*tapping finger on chin*
Okay, I got it. I hate that I can be fearful…
I have a tendency to in spite of knowing I encompass the ability to DO something…I stop short before doing it. Like the first time I rode a bike, I knew the concept of balance and pedaling…but, I was afraid to fall, so I stopped short. That resulted in a sore booty and a few chain burns on my leg. Though…once I got back on and tried again…I was a bike-riding fool. Everyone who had a bike (because I didn’t have my own) had to let me ride. “Can I ride it around the park?” …and OFF I went. I couldn’t be stopped.
I can be given a task and immediately I am daunted by it…then I suck it back down, jump in and WING it.
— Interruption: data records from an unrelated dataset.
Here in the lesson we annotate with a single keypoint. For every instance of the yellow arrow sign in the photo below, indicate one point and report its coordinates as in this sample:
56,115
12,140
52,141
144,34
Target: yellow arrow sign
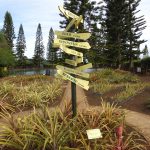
70,24
84,67
84,45
68,14
71,62
70,51
79,60
82,36
72,71
83,83
79,20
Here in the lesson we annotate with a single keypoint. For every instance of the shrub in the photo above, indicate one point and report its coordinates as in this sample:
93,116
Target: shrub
32,91
130,90
53,130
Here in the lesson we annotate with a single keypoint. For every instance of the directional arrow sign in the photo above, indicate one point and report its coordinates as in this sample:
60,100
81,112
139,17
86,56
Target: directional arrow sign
68,14
70,51
71,62
72,71
80,82
84,45
70,24
82,36
79,20
79,60
84,67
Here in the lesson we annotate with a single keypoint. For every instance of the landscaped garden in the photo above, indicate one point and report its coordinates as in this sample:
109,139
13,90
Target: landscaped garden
45,128
121,87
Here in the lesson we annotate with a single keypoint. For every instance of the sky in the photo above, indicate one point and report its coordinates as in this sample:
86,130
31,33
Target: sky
30,13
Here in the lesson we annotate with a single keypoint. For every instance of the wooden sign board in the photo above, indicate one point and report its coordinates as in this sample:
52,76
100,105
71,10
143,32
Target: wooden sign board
84,67
70,24
80,82
84,45
82,36
70,51
71,62
72,71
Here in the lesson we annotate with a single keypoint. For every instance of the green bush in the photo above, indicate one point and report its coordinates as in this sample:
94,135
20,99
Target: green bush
55,131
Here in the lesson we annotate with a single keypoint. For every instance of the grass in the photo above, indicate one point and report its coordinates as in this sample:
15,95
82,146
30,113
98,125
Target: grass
108,79
57,131
32,91
129,91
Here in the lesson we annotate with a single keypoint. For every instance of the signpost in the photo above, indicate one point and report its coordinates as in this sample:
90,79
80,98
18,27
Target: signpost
72,73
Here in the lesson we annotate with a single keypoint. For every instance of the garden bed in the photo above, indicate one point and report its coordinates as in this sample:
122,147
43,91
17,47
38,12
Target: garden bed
26,92
57,130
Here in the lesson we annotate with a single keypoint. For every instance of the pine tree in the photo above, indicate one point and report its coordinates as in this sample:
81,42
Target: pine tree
20,46
115,29
135,26
39,47
51,51
8,29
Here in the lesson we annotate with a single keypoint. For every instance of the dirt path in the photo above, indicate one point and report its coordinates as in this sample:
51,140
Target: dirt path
141,122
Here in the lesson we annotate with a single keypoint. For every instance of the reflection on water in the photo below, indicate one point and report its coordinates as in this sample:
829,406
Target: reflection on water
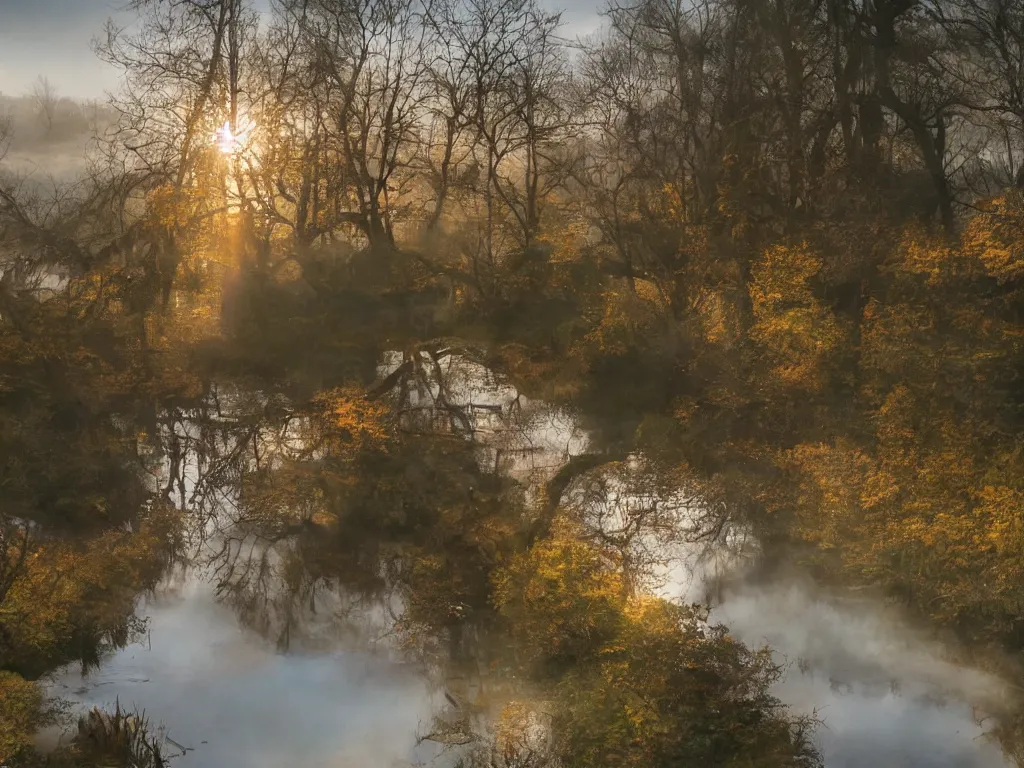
886,695
228,698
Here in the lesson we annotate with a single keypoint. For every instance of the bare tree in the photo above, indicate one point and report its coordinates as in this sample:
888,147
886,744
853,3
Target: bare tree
44,95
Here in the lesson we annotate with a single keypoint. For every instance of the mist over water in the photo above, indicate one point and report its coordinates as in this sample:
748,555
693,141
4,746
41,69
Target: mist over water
230,699
886,694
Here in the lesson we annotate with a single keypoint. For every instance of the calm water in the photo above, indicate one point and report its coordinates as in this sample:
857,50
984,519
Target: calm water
885,693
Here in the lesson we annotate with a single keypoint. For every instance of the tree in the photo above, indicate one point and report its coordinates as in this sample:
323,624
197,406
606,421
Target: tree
44,95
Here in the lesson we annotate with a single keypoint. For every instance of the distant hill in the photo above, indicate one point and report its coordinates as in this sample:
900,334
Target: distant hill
54,143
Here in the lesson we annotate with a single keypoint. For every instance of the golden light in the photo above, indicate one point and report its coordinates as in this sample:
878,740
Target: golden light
228,140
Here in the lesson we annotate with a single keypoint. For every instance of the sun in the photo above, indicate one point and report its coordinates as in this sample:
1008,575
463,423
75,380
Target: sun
228,140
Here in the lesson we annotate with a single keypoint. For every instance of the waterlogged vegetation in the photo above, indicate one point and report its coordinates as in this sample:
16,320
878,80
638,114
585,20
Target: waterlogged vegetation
334,268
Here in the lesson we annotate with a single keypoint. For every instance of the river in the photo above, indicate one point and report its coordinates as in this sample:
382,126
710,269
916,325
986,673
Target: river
886,693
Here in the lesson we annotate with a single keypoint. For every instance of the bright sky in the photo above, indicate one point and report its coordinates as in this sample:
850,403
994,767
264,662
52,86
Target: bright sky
52,38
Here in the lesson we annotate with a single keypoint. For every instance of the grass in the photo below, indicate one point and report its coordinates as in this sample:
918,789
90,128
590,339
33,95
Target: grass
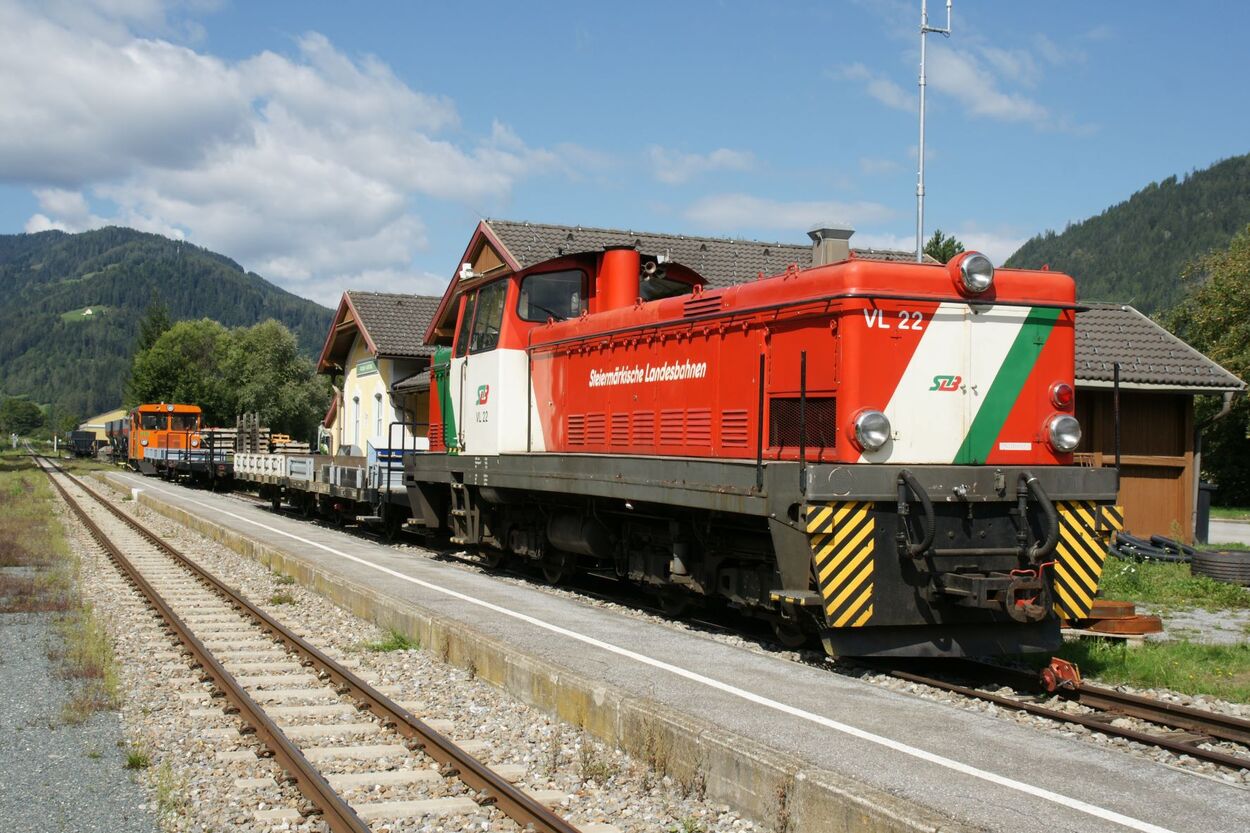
1186,667
1170,585
393,641
591,766
33,540
85,657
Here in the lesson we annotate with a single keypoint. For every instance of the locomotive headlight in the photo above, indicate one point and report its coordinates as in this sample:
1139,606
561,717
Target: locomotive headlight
871,429
975,272
1064,433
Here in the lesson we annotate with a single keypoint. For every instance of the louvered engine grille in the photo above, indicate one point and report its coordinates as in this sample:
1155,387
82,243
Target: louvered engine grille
821,417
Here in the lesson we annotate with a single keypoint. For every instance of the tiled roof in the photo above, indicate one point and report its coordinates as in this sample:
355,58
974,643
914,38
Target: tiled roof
396,323
1149,355
720,260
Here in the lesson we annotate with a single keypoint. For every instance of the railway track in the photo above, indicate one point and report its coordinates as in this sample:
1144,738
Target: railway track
275,681
1201,734
1221,739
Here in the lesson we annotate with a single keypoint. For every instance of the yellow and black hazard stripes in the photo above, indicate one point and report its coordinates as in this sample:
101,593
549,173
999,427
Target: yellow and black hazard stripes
840,535
1079,558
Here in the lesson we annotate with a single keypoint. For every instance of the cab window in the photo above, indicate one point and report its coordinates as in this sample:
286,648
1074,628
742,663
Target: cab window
465,323
489,317
559,295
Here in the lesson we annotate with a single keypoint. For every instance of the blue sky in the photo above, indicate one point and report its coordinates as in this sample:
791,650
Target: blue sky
330,145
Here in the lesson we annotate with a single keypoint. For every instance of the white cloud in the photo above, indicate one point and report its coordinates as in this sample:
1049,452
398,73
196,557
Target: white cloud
729,213
874,165
963,76
673,166
879,86
313,168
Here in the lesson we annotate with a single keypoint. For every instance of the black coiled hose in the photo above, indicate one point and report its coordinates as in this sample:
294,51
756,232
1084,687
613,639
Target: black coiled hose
1046,547
926,540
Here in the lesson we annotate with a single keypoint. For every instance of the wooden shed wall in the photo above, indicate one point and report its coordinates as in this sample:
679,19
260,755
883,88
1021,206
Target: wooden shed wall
1156,444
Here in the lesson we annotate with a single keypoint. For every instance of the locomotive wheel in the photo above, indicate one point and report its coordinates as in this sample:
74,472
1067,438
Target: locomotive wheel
674,603
789,633
491,558
558,567
393,527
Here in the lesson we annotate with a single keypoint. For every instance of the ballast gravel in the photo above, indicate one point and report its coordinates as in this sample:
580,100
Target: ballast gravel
196,758
735,637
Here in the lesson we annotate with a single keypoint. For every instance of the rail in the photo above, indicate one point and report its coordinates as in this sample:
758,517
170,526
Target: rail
1196,726
514,803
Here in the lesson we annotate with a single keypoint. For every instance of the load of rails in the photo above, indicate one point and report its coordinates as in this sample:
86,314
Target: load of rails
876,454
148,570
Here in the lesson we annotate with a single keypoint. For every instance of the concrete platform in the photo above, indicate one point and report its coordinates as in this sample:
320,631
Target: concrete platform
774,739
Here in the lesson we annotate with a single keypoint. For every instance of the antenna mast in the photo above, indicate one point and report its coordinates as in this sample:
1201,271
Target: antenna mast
920,176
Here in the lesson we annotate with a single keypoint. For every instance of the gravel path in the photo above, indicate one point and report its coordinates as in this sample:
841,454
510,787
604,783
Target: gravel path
198,757
56,777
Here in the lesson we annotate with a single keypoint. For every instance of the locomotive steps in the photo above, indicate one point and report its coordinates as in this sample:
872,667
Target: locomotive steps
793,746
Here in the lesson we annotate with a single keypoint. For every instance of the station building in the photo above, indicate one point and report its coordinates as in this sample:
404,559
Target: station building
374,347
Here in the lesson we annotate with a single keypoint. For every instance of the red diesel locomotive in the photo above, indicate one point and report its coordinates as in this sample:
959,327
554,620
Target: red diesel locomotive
875,453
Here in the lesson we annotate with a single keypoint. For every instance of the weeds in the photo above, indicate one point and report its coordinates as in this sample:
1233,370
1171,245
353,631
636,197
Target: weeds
1169,584
138,759
85,657
1186,667
555,747
393,641
689,824
593,766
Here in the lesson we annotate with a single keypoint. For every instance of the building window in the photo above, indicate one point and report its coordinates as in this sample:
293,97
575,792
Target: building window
355,423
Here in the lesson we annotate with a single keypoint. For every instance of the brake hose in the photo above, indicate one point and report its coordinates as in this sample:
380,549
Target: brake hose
926,540
1039,552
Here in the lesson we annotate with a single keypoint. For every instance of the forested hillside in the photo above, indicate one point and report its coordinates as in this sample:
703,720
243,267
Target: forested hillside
73,304
1135,252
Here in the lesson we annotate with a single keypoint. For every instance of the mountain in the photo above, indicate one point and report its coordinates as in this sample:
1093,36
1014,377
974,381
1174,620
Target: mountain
1136,250
73,304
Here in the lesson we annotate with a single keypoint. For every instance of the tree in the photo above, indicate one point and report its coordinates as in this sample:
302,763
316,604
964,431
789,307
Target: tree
1215,318
183,365
20,417
941,248
153,325
269,375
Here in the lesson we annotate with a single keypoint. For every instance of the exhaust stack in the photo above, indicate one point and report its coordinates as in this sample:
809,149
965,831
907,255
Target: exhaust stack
618,278
830,244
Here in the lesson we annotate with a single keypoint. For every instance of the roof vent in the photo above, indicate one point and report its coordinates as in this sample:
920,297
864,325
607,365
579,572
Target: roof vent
830,244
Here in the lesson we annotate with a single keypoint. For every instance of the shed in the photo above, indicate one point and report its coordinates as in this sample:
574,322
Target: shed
1160,375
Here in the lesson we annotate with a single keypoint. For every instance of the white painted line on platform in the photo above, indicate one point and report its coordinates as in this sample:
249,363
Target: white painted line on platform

I think it’s the perfectionist in me. Trying to in THAT moment to figure out the best way to do it…the most expeditious way to complete it and to do it with a round of applause shortly following presentation. I want others to be as proud of me as I am for having finished. Sue me…I care what people think…to an extent.
I want to squash that fear…but, then maybe I don’t. I mean, I also feel that it’s necessary. With that fear (IMO)…humility is accompanied. I’m not so full of myself that I get over-confident and find myself sucking wind when my supposed GENIUS results in a dud. (We all fall short). I want to be okay with the end result…to not rush it. I want to know that I gave it my all. I want for whoever it was that gave me said task…knows their trust wasn’t misplaced.
So…Yea, that’s something that I “hate” about myself.
That wasn’t so bad…onto the next 29 days. I’m raring to go!!